Urogen Pharma Ltd. overcame a decidedly mixed U.S. FDA advisory panel meeting to nail down approval of Zusduri (mitomycin, formerly known as UGN-102) for recurrent low-grade, intermediate-risk, non-muscle invasive bladder cancer (LG-IR-NMIBC).
Shares of the Princeton, N.J.-based firm (NASDAQ:URGN) closed June 12 at $11.08, up $3.78, or 51%, on the news, which follows the Oncologic Drugs Advisory Committee’s (ODAC) narrowly negative, 4-5 vote May 21 on the intravesical solution’s benefit/risk profile. The hydrogel-based formulation is delivered directly into the bladder during an outpatient procedure using a urinary catheter to enable the treatment of tumors by nonsurgical means.
The approval is based on positive results from the phase III Envision trial that showed Zusduri provided 78% complete response (CR) for patients at three months. Of those subjects, 79% remained event-free 12 months later. The most common (≥10%) adverse reactions, including laboratory abnormalities, were increased creatinine, increased potassium, dysuria, decreased hemoglobin, increased aspartate aminotransferase, increased alanine aminotransferase, increased eosinophils, decreased lymphocytes, urinary tract infection, decreased neutrophils and hematuria. Serious reactions occurred in 12% of patients given Zusduri: urinary retention (0.8%) and urethral stenosis (0.4%).
The existing standard of care for LG-IR-NMIBC is a surgical procedure typically performed under general anesthesia called transurethral resection of bladder tumor (TURBT).

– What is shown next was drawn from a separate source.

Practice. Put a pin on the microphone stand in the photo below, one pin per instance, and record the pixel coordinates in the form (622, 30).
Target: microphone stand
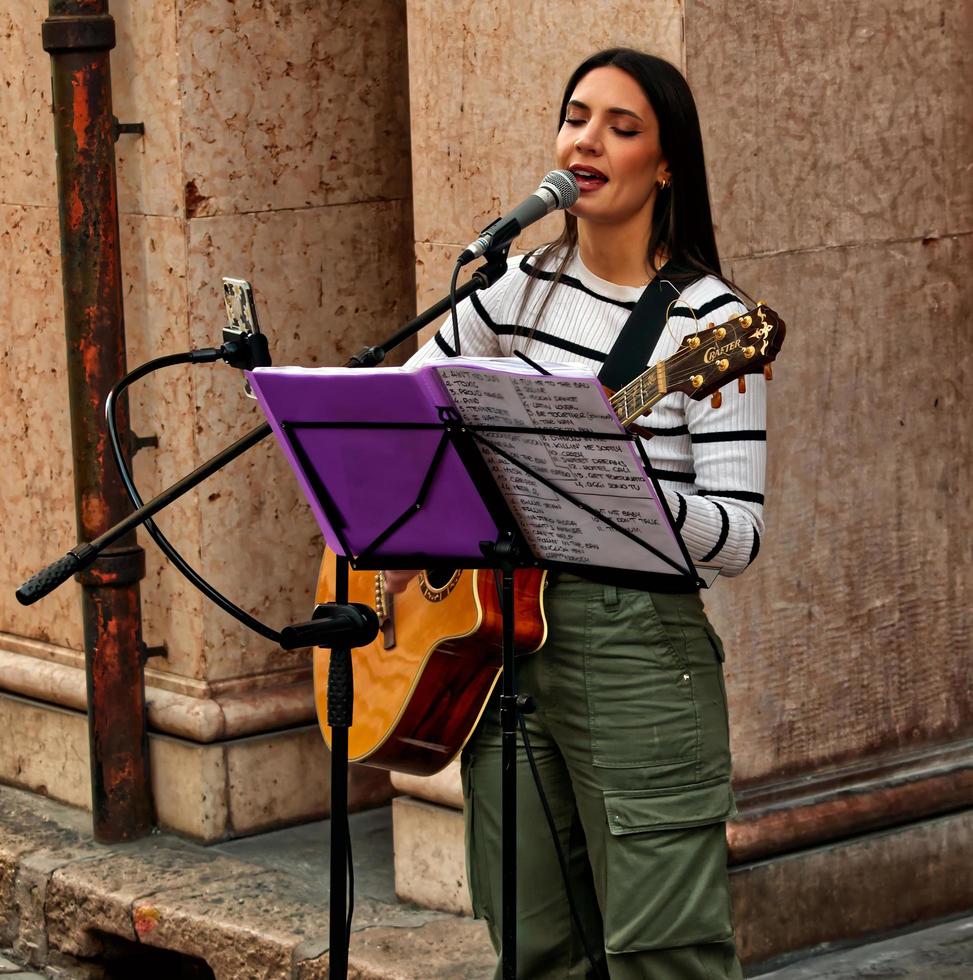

Due to high recurrence rates of the disease, repeated TURBTs may be necessary. Urogen plans to make Zusduri available in the U.S. on or around July 1.
As a postmarketing commitment, Urogen has agreed with the FDA to complete the ongoing Envision study and provide the agency with annual updates on duration of response for all patients with ongoing complete responses. Such check-ins will continue until all subjects turn up a recurrence of LG-IR-NMIBC, progression, death, loss to follow-up, or the reaching of 63 months after the first instillation as planned in the protocol – whichever occurs first.
After the ODAC meeting, opinions varied on the FDA’s most likely decision. Some were optimistic since the panel’s urology specialists as well as the patient representative all voted yes at the meeting and said that the drug would be an important alternative to a continuing cycle of surgery for patients with recurrent disease. Mark Ball, a research doctor at the National Cancer Institute’s Urologic Oncology Branch, conceded that a fully enrolled randomized trial, instead of single-arm Envision, would have made a stronger case for Zusduri, but said the results were still encouraging. The toxicity of the drug was not alarming, he said, especially when compared with the problems with untreated cancer or repeated TURBTs.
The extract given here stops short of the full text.